Inbox, a new start-up founded by Dropbox and MIT alums was launched out of stealth, hoping to power the next generation email applications.

Inbox offers a more modern way to build apps that access end users’ inboxes. But instead of being limited to Gmail, it also works with Yahoo, Microsoft Exchange and others, the company says. In addition, jabs the company’s website, “Inbox is an email company. Google is an advertising company. This product is our focus, and will not be ‘discontinued’ unexpectedly.”

The idea with Inbox is to offer an upgrade of sorts from the “archaic protocols and formats” that developers would otherwise have to learn today in order to work with email. However, it supports a wider range of developers, from those who only need a simple feature to those who want to build full-fledged email clients for end users.

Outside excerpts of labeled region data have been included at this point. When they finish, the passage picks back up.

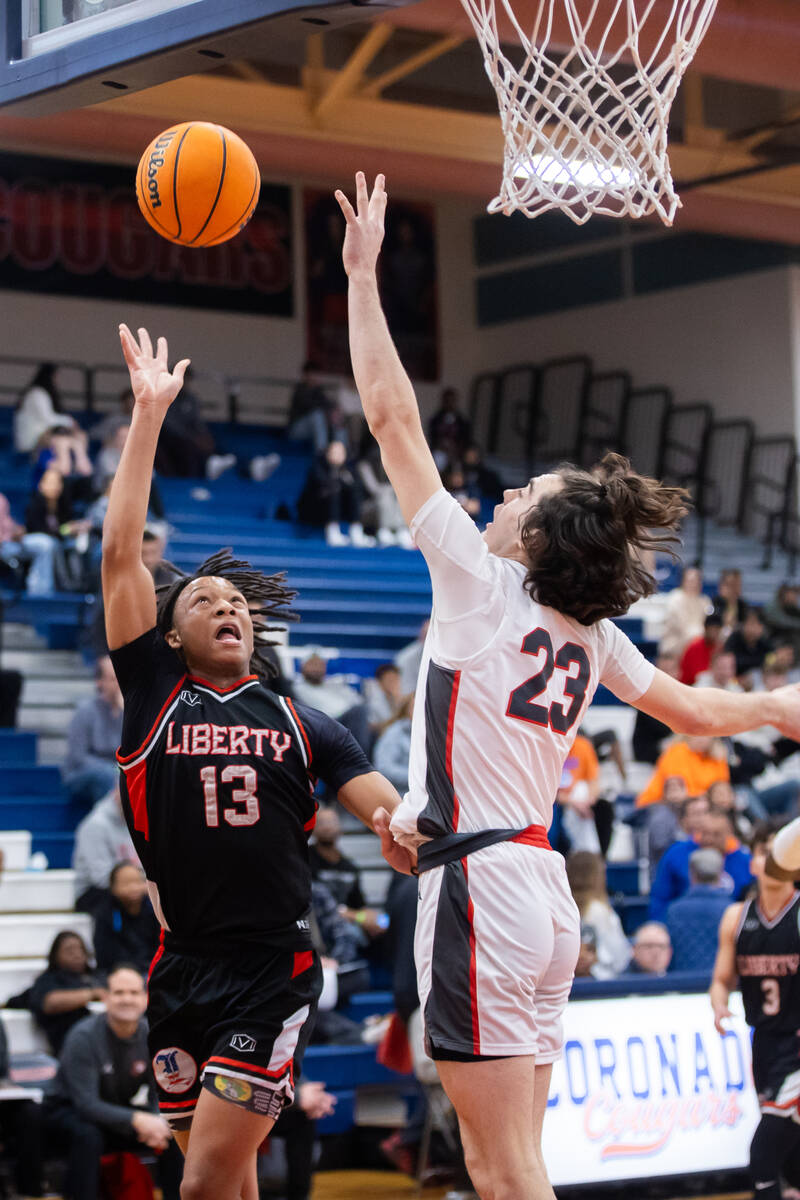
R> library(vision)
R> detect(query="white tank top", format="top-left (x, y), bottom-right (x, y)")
top-left (391, 488), bottom-right (655, 846)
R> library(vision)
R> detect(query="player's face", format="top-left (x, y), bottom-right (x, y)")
top-left (483, 475), bottom-right (564, 558)
top-left (167, 575), bottom-right (253, 683)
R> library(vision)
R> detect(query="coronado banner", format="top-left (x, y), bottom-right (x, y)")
top-left (543, 994), bottom-right (759, 1186)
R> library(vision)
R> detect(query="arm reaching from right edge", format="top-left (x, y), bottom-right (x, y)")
top-left (102, 325), bottom-right (188, 650)
top-left (336, 172), bottom-right (441, 524)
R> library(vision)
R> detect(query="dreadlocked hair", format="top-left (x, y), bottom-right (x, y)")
top-left (519, 454), bottom-right (690, 625)
top-left (156, 546), bottom-right (300, 679)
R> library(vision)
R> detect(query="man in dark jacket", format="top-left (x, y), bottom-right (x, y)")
top-left (44, 966), bottom-right (182, 1200)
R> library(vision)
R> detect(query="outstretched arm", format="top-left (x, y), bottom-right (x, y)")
top-left (336, 172), bottom-right (441, 523)
top-left (102, 325), bottom-right (188, 650)
top-left (634, 671), bottom-right (800, 739)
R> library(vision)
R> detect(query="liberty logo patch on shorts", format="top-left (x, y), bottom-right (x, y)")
top-left (152, 1046), bottom-right (197, 1093)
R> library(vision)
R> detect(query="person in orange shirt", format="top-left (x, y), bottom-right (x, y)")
top-left (636, 734), bottom-right (730, 809)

The larger goal with Inbox is not just to offer a suite of developer tools, but to create a new email standard. That means, Grinich(co-founder) says, the company has to provide the fundamental infrastructure as an open source package.“The sync engine is available for free on GitHub, and we welcome discussion and pull requests,” he says. Currently the open source sync engine works with Gmail and Yahoo mail, with plans to expand soon to all IMAP providers. Meanwhile, enterprise users on Microsoft Exchange can request access to the Inbox Developer program, which supports ActiveSync, and is now in private beta.